The U.S. Geological Survey notes, “Global [copper] mine production fell short of expectations owing to production problems in Indonesia, Chile, and the United States, as well as labor disruptions in Chile and Mexico.”
Aside from current mining operations not meeting expectations, expected future supply is not doing as well as expected either.
Jochen Tilk, Inmet Mining (IMN:TSX) president and COO, says, “There are not a lot of large copper projects right now that are expected to be in production in the next five years … so from that perspective, we tend to believe that the impact of the lack of projects going forward should fare well for a strong long-term copper price.”
Given all this, it’d be easy to expect copper prices to continue to rise.
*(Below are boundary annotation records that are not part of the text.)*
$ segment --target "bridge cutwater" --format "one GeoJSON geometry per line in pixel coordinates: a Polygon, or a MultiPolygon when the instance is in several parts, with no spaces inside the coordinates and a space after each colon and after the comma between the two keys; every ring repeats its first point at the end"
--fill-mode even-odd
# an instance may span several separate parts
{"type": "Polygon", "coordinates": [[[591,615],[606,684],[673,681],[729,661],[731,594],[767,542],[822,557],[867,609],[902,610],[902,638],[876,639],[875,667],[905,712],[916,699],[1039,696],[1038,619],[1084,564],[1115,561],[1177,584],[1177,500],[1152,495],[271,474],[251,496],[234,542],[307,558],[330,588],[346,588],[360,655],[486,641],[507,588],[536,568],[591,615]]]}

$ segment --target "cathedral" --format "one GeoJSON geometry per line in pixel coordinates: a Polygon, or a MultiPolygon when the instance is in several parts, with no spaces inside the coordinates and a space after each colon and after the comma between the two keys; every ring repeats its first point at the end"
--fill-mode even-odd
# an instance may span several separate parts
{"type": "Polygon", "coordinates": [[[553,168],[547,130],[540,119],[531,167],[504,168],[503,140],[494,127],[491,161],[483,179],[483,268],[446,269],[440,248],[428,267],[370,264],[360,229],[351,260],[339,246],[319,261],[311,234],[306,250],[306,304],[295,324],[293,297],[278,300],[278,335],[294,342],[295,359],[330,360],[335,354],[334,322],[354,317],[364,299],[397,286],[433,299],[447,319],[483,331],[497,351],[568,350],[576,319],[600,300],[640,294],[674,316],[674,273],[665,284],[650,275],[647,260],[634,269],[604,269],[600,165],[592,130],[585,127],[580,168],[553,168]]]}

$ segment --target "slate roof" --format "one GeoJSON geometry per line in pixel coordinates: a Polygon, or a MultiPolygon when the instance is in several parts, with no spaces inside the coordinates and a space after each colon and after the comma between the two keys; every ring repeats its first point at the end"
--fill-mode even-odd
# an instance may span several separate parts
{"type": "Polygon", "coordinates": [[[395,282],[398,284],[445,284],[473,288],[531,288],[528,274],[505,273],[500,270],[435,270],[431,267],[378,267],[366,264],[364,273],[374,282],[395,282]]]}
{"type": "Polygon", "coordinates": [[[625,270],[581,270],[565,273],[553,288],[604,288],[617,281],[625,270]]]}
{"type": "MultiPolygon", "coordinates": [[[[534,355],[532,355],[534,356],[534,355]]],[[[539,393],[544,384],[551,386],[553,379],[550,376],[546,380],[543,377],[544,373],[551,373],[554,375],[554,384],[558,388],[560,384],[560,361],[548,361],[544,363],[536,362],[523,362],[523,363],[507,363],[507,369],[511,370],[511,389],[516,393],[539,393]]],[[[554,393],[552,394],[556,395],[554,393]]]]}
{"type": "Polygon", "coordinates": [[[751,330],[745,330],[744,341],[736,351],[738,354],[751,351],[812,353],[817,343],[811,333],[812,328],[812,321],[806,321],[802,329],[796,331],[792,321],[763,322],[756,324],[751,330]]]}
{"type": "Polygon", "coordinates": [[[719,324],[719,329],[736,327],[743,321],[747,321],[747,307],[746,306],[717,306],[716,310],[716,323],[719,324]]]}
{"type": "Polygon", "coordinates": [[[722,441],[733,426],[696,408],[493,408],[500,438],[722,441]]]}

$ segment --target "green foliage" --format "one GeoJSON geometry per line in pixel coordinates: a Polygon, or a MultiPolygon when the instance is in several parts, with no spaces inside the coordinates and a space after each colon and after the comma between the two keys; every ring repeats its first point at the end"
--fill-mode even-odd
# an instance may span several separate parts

Since rebounding from a January low of around $3, copper prices are now set to climb past $4 on their way to $5 a pound. If things get bad enough, and there’s definitely that kind of potential with this situation, copper could reach as high as $6 per pound by 2009.
Investing in Copper: The Next Big Find
As you can imagine, there are quite a few companies chasing the emerging copper bull. You have the big boys, like Freeport McMoran, BHP Billiton, Rio Tinto and the like. All with multi-billion market caps and stock prices between $70 and $500 per share. As usual, not much upside on the large-cap side of the copper production game.
China, through quasi-state aluminum company Chinalco, has been buying up as many copper companies as it can get its hands on. Chinalco though, is also the leading aluminum producer in China giving it limited exposure to rising copper prices.
The third, yet most profitable sector with a high exposure to copper prices, is the junior mining and exploration sector. There are two ways to profit from this situation. First, the junior mining companies with the largest reserves will be highly leveraged to copper prices. Second, the junior mining stocks that are in the development stage and taken a beating thanks to rising capital costs, are very attractive buys right now.
There are plenty of gains to be had in copper in 2008.